This commit introduces a new script `check_spdx.lua` to support automated SPDX license verification and matching for FreeBSD ports. The goal is to improve the accuracy and consistency of LICENSE_FILE entries by comparing their normalized content against official SPDX license templates. Key features: - Supports `LICENSE_FILE`, `LICENSE_FILE_<LICENSE>`, and fallback SPDX header scanning (`SPDX-License-Identifier`) within WRKSRC sources. - Normalizes both the LICENSE_FILE and SPDX license templates using a Python-compatible preprocessing pipeline (implemented in flua) that: - Removes URLs, comments, copyright notices - Canonicalizes typographic and spelling variants (e.g., licence → license, organisation → organization) - Replaces fancy quotes and normalizes whitespace - Computes similarity via the Sørensen–Dice coefficient and reports the top matches. - Gracefully handles: - Missing or improperly defined LICENSE_FILE - Multiple LICENSE values with LICENSE_COMB and no per-license file mapping - Ports without any declared license metadata (using `-s` to search source files) SPDX license templates are cached in /var/db/ports-licenses/normalized/ to avoid repeated downloads. The matcher is modeled on prior work from the spdx-license-matcher[1] project and reimplemented here in flua for native use in the ports tree. This tool relies on `libucl` for parsing the official SPDX license JSON index. FreeBSD 15 includes `libucl` in the base system with flua bindings at `/usr/lib/flua/ucl.so`. On earlier FreeBSD versions, users must install `textproc/libucl` from ports to provide the required Lua bindings (typically in `/usr/local/lib/lua/5.4/ucl.so`). Makefile integration logic automatically: - Invokes the checker based on LICENSE / LICENSE_FILE settings - Falls back to scanning source files for SPDX headers if no license file is found - Skips SPDX matching when LICENSE_COMB=dual/multi is used with a single LICENSE_FILE This addition helps validate license declarations, identify misattributed or legacy licenses, and assist maintainers in migrating toward SPDX-aligned metadata. If the similarity score is not exactly 1.000, the file is not a verbatim copy of any SPDX license template. Manual review is advised in such cases. [1] https://github.com/spdx/spdx-license-matcher
Details
Run make check-spdx-license inside the directory of any ports that has LICENSE_FILE*.
Diff Detail
- Repository
- R11 FreeBSD ports repository
- Lint
Lint Skipped - Unit
Tests Skipped
Event Timeline
I've tested few random packages in ports.

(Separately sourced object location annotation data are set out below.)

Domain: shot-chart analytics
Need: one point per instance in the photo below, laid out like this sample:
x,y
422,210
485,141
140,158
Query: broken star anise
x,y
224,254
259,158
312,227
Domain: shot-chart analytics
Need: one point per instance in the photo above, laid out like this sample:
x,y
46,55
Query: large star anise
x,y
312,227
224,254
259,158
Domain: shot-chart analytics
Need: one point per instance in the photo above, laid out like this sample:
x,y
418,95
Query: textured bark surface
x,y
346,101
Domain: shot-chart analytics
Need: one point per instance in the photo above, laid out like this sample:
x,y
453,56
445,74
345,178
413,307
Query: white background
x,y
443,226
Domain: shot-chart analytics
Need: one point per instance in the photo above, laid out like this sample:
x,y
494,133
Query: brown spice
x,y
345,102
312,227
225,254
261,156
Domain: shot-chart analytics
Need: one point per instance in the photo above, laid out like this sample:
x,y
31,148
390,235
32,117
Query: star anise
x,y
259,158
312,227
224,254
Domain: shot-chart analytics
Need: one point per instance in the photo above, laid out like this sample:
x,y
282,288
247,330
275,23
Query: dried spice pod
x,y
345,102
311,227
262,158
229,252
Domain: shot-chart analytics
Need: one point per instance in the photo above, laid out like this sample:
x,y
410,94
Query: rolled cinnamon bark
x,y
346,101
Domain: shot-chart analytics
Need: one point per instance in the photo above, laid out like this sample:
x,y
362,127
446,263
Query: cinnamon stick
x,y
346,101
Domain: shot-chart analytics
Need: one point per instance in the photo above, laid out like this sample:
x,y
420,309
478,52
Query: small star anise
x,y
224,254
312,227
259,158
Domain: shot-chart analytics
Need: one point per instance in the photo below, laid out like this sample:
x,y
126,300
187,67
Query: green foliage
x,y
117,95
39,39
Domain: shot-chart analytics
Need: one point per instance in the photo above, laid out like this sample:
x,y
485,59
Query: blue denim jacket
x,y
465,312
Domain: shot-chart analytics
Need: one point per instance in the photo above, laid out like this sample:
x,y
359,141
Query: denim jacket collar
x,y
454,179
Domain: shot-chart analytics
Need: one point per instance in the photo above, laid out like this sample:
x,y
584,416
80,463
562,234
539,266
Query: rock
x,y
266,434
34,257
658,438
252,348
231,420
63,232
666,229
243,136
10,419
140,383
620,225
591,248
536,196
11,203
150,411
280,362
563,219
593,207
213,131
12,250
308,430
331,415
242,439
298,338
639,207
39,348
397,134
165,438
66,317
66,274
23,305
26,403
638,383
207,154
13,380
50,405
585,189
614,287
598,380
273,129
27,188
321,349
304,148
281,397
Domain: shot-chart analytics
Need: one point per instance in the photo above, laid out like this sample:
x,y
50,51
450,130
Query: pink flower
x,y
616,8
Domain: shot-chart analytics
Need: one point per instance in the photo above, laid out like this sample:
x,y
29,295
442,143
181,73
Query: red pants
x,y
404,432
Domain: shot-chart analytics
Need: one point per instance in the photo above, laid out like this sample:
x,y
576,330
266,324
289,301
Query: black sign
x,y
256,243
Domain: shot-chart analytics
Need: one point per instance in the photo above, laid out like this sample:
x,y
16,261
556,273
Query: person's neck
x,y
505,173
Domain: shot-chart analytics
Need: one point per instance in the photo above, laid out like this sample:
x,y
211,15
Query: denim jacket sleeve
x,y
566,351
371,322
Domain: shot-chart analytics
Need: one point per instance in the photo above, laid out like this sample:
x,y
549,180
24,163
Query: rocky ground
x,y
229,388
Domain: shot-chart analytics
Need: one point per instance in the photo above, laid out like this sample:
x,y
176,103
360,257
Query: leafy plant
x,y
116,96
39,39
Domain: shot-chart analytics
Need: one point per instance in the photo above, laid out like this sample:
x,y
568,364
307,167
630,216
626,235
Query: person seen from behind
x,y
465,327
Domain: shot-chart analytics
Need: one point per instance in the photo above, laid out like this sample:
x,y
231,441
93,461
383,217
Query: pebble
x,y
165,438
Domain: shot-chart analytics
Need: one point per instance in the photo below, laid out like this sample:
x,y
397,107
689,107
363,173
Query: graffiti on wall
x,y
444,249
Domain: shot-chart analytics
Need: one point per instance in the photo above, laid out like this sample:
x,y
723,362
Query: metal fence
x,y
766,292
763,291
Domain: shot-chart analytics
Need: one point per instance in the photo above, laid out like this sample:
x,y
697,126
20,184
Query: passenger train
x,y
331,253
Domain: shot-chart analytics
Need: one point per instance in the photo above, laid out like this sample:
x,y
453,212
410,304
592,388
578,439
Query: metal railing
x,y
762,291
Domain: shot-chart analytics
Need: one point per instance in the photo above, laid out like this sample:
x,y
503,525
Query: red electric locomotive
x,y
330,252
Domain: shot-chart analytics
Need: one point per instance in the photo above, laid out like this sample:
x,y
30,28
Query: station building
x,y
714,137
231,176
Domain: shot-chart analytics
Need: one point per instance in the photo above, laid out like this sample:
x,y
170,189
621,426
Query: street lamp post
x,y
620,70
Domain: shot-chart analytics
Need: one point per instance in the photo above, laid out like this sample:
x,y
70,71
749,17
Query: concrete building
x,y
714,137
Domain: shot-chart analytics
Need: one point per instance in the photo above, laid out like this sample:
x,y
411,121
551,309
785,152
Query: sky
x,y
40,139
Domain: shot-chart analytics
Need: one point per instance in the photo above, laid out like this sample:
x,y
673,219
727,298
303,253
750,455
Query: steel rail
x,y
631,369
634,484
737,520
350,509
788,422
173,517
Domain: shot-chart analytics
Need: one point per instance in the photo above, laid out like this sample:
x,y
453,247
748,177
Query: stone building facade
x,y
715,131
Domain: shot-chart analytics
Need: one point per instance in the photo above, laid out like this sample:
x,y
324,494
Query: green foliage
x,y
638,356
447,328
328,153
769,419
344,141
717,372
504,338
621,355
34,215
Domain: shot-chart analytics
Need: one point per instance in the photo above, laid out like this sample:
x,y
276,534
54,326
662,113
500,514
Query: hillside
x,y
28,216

- It's bit confusing that check-spdx-license compiles things when one might just want to check license. What I mean is that it should just extract and check license file in current port directory not try to compile whole package?
- Another one what might be easier to user to understand would be if match is 1.0 (I understood that is 100%) it should not be relevant to show other possible licenses?
- It would be nice to see unified diff if license differs from license that is mentioned in ports Makefile.
I think that is what this is doing. It's extracting and checking the license. There is no compiling involved.
- Another one what might be easier to user to understand would be if match is 1.0 (I understood that is 100%) it should not be relevant to show other possible licenses?
Yes I have that code hidden and commented around somewhere still in the scripts and waiting for some other's feedback
- It would be nice to see unified diff if license differs from license that is mentioned in ports Makefile.
This is not easy to do. Initially we are actually normalizing the entire documents into a single line to avoid any ambiguity. So the unified diff is not helpful as it prints two huge lines. To have something really readable we have to break into lines again. I will look into it but no promises.
Then is just me.. I find it confusing in some tested ports like Go ones just print so much stuff and it looks like it starts compile something.
I've commented code little bit. It they don't seem to be relevant just ignore them. Code is clean and seems to do what it should without much hassle. Some more commenting would not hurt though.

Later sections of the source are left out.